The ongoing global shortage of semiconductors and microchips will cut automotive production by as many as 7.1 million vehicles this year, according to IHS Markit.
The lack of chips won’t stabilize until the second quarter of 2022, with the recovery coming in the second half, IHS said in its latest outlook for the worldwide automotive industry. The pessimistic outlook is further proof that the chip crisis is far from over.
And the research firm’s forecast doesn’t include the latest cuts from Toyota Motor Corp. (NYSE:TM), which plans to briefly pause output at 14 manufacturing plants in September of this year and slash its overall production by 40%.

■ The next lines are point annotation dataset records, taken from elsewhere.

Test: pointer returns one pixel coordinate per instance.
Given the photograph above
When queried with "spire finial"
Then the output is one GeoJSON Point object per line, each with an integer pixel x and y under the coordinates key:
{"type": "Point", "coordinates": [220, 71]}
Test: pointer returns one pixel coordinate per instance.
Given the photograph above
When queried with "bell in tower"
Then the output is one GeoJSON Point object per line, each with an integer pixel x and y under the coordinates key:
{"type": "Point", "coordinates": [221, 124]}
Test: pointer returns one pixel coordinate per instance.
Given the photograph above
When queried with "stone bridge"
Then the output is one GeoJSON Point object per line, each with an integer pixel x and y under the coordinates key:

Toyota, which had stockpiled chips and previously had experienced less disruption, cited the Asian outbreak of the Delta variant of COVID-19 for its September production cuts.
Ford Motor Co. (NYSE:F) said earlier this week that it will idle its F-150 pick-up truck assembly plant near Kansas City, Missouri next week “due to a semiconductor-related parts shortage.”
IHS Markit now sees the semiconductor and microchip shortage reducing global automotive production by 6.3 million to 7.1 million vehicles this year, not including the Toyota cuts. In the third quarter of this year, as many as 2.1 million vehicles could be lost to the chip shortage.
The second quarter of 2022 “may be the point at which we look for the stabilization of supply,” IHS Markit said in its report.